Login

Download NCBI data by linking to your query

Sep 2, 2024

Co-authors : 
MB
Maëva B

Introduction


The National Center for Biotechnology Information (NCBI), founded in 1988 as part of the National Library of Medicine (NLM), plays an important role in the field of biotechnology and bioinformatics. Its mission is to provide access to a vast collection of biomedical and genetic data, to promote research in these fields and to facilitate the understanding of biological processes through advanced computational tools. NCBI has become a key resource for researchers, clinicians and educators worldwide. 

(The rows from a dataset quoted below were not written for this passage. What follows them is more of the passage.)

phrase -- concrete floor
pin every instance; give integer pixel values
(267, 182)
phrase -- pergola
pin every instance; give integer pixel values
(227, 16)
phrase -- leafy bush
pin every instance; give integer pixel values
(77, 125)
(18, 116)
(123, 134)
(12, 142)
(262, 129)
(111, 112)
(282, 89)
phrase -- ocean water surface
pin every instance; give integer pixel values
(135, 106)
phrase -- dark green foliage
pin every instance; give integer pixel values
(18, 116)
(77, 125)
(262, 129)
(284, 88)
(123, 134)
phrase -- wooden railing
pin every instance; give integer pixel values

NCBI hosts a variety of databases covering a multitude of biomedical and genetic data types. For example, PubMed is a biomedical literature search engine containing millions of abstracts and scientific articles, providing essential access to medical and biological research. 

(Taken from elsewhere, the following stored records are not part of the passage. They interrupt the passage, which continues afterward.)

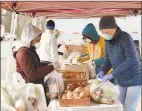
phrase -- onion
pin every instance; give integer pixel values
(78, 90)
(64, 96)
(69, 94)
(82, 95)
(76, 96)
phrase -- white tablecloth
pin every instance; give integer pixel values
(54, 106)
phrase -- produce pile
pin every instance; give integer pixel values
(29, 97)
(104, 93)
(77, 93)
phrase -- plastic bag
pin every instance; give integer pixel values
(65, 53)
(73, 57)
(36, 92)
(106, 93)
(12, 96)
(92, 71)
(5, 107)
(55, 83)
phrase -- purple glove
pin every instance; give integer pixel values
(100, 75)
(107, 78)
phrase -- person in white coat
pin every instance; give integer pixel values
(48, 50)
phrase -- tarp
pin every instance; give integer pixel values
(68, 9)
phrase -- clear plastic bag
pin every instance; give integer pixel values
(92, 71)
(36, 92)
(55, 83)
(104, 92)
(13, 96)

The data available via NCBI is varied and includes not only nucleotide and protein sequences, but also information on macromolecular structures, gene expression studies, genetic variations and biomolecular interactions. 


Prerequesites


  • An acces to Constellab and to a digital lab 

    • The brick “gws_biota” (version >= 0.7.4) 

      Steps to follow


      • Create a new experiment

        • Import the “Request NCBI” task, write your request : for example “actin” and choose your database of interest (pubmed, Gene, Geo DataSet, popset, geo profiles, protein, clinvar).

          • Import the “Download NCBI proteome file” task if you want to quickly download the proteome of a particular species.

            Results


            With the “Request NCBI” task, for example, you write “pseudomonas aeruginosa” as a query and choose the “ClinVar” database to obtain all the information on genetic variations and their relationship with human health. When you perform a query in ClinVar for “Pseudomonas aeruginosa”, you'll get specific information related to this bacterium in terms of its interactions or impacts on human health. If you choose the “pubmed” database, you'll get the references and abstracts of articles related to your query. If you choose the “Geo DataSet” database, you'll get datasets related to gene expression associated with that bacterium (e.g. from high-throughput gene expression profiling experiments, such as microarrays, RNA-Seq, and other functional genomics techniques). Etc.

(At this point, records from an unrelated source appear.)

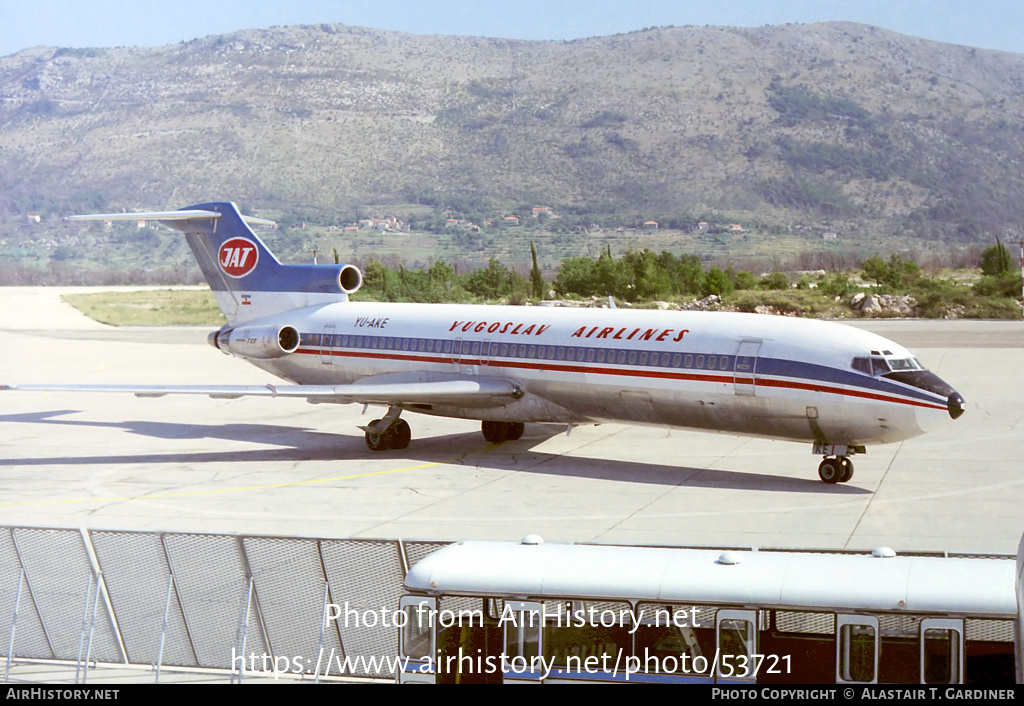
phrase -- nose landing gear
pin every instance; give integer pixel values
(836, 466)
(836, 469)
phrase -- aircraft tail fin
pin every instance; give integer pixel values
(246, 278)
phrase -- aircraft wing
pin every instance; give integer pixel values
(465, 391)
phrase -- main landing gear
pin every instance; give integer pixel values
(389, 432)
(836, 469)
(499, 431)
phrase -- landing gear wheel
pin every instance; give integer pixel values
(400, 433)
(847, 469)
(495, 431)
(830, 470)
(377, 441)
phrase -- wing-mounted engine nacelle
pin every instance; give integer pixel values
(257, 341)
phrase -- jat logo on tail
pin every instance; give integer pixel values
(238, 256)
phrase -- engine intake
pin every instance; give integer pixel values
(260, 342)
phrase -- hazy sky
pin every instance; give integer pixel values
(988, 24)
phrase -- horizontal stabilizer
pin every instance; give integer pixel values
(470, 391)
(188, 214)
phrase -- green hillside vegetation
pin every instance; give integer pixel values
(836, 140)
(640, 279)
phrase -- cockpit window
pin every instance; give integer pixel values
(881, 366)
(905, 364)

            The “Download NCBI proteome file” task asks for the GCF or GCA identifier of the species of interest, e.g. the identifier for pseudomonas aeruginosa is “GCF000006765”. 



            Conclusion


            In conclusion, it's important to note that query results are limited to 100 000 results per search. This underlines the need to perform targeted rather than broad queries to obtain relevant, usable results. For example, a general query such as “actin” will generate a considerable number of results in all NCBI databases, due to the abundance of studies on this essential and widely studied protein. On the other hand, a more specific query like “oprf” - a less common protein - will produce a much smaller number of results, allowing a more precise and maneuverable exploration of the available data.